Pakistan has issued a red alert as floods that have devastated northern areas sweep south into Sindh province.
Authorities have evacuated more than half a million people living near the Indus river as hundreds of villages have been inundated by floodwaters.
The worst floods in the region for 80 years have killed at least 1,600 people and affected about 12 million others.
Pakistan’s meteorological office has warned that at least two more days of rain are expected in Sindh, where a red alert is in place because of the “imminent” and “extreme” flood threat.
Further downpours are also forecast in the badly-hit north-western province of Khyber-Pakhtunkhwa.
The continued bad weather has grounded all the helicopters working to deliver aid and rescue stranded survivors, according to Amal Masud of the National Disaster Management Authority.
Why has this year’s monsoon been so severe?
Prime Minister Gilani called the flooding the worst in Pakistan’s 63-year history and appealed for help.
“I would ask the international community to support and help Pakistan alleviate the sufferings of its flood-affected people,” he said.
“The next two days are very critical.
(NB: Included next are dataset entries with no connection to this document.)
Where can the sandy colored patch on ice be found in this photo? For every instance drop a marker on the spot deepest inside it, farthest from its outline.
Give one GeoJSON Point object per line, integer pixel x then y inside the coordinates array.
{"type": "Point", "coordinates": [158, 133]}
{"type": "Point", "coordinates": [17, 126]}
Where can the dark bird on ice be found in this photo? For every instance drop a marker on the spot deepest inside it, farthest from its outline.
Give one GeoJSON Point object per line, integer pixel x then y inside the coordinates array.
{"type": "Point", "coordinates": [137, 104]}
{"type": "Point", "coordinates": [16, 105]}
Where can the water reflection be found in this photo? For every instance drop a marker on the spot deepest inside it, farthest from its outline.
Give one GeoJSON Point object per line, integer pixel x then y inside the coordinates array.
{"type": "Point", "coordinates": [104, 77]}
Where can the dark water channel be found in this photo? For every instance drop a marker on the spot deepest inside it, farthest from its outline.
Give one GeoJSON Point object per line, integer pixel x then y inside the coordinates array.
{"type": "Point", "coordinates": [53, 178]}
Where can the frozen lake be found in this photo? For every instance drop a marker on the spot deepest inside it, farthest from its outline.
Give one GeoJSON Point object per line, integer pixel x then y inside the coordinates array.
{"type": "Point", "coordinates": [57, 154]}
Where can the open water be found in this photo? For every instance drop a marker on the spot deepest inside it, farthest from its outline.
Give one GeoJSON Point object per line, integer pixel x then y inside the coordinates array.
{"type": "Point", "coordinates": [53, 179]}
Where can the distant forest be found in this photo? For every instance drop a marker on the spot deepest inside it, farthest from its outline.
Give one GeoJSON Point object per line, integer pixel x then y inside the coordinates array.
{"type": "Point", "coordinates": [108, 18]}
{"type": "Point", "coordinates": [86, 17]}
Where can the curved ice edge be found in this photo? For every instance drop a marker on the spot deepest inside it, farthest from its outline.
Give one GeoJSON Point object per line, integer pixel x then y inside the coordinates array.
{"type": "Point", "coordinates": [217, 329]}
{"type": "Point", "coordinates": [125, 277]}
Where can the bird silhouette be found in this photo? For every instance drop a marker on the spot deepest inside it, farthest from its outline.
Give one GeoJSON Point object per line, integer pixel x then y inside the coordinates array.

Our top priority is to rescue people, to save their lives. But we will also provide them all facilities, and we will work for their rehabilitation.”
The authorities have so far evacuated hundreds of thousands of people from low-lying areas along the Indus river, much of which is already submerged.
More than half a million people in Sindh province have been evacuated. Rescue missions by the army and navy will continue today.
The authorities have spent several days trying to clear the low-lying areas along the Indus river which are most at risk. Some local farmers were reluctant to leave their land and had to be forced to go.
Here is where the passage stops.